Photo © Showkat Shafi/Al Jazeera-All Rights Reserved






"My family has been practicing this for generations and this is a gift of God."


One of medicine’s oldest practices is bloodletting, and is thought to have originated in ancient Egypt several thousands of years ago. Spreading to to Greece, it was believed that all illnesses stemmed from an overabundance of blood in the patients' bodies. In medieval Europe, bloodletting became the standard treatment for various conditions, from plague and smallpox to epilepsy and gout.

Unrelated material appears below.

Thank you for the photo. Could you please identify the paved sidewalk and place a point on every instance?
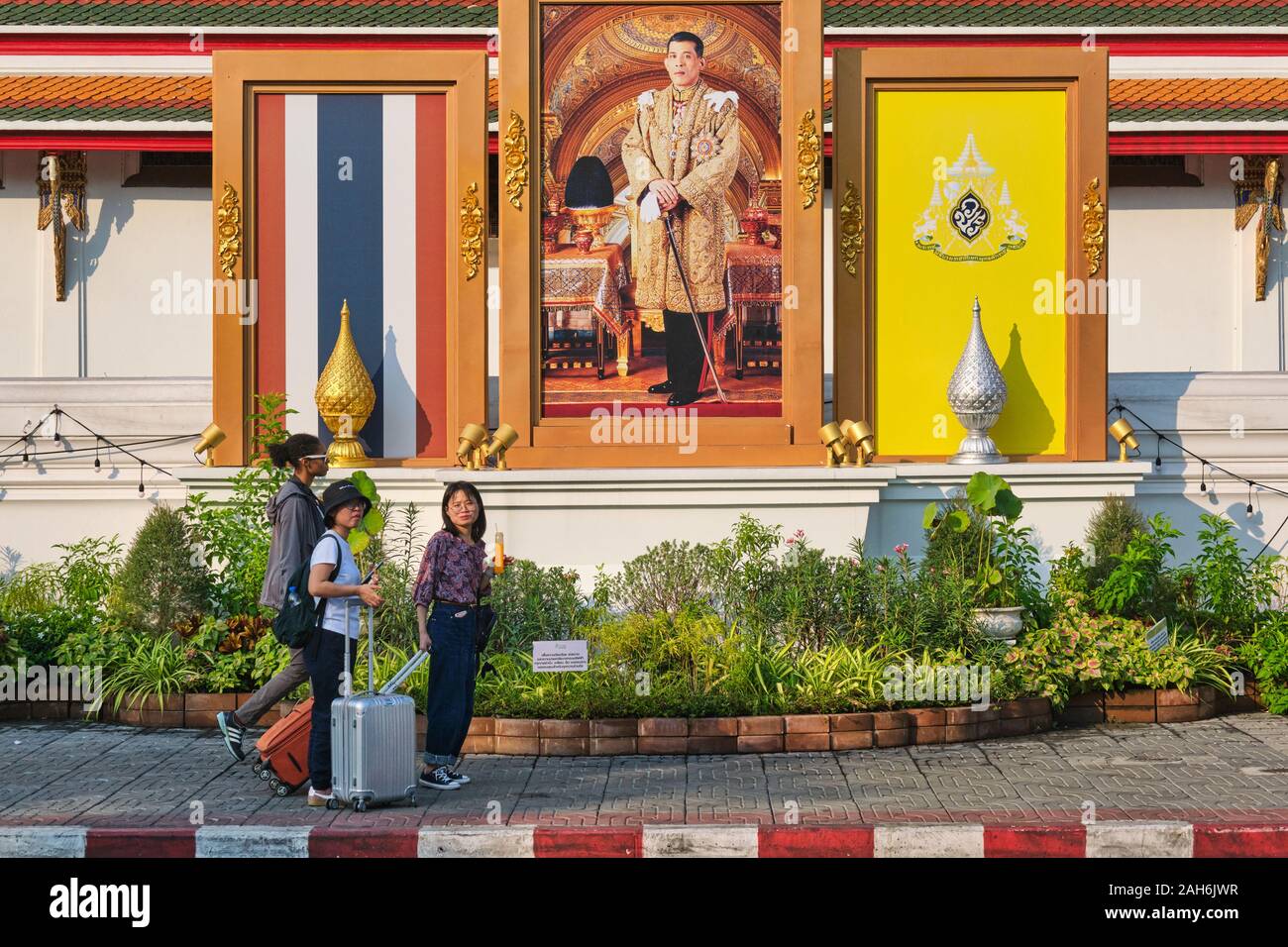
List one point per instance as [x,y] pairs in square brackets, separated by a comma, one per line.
[1231,770]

It still is a therapy for a very small number of conditions, and the use of leeches has experienced a revival in the field of microsurgery. It is still commonly used for a wide variety of conditions in the Unani, Ayurvedic, and traditional Chinese systems of alternative medicine.

Al Jazeera has featured a photo essay by photographer Showkat Shafi of practitioners in Old Delhi still practicing this 3000 year-old bloodletting process. These practitioners are of the Unani school (a form of traditional medicine used by some South Asian Muslims), known as Hakim. (See an earliest post with my photographs of a Kashmiri Unani hakim here).

The photo essay shows a Hakim tying the hands or legs of patients with cloths, and making small incisions with a razor blade to allow blood to trickle out of the body, following this ancient medical practice. These practitioners claim they do not charge money for the 'treatment' as they would lose the power to heal if they did so.

The Al Jazeera report mentions that this particular clinic opens at 9am and treats about 40 patients a day. New razor blades are used, and although Delhi has world-class hospitals, people still queue at this open-air clinic to be treated for various ailments through the process of bloodletting.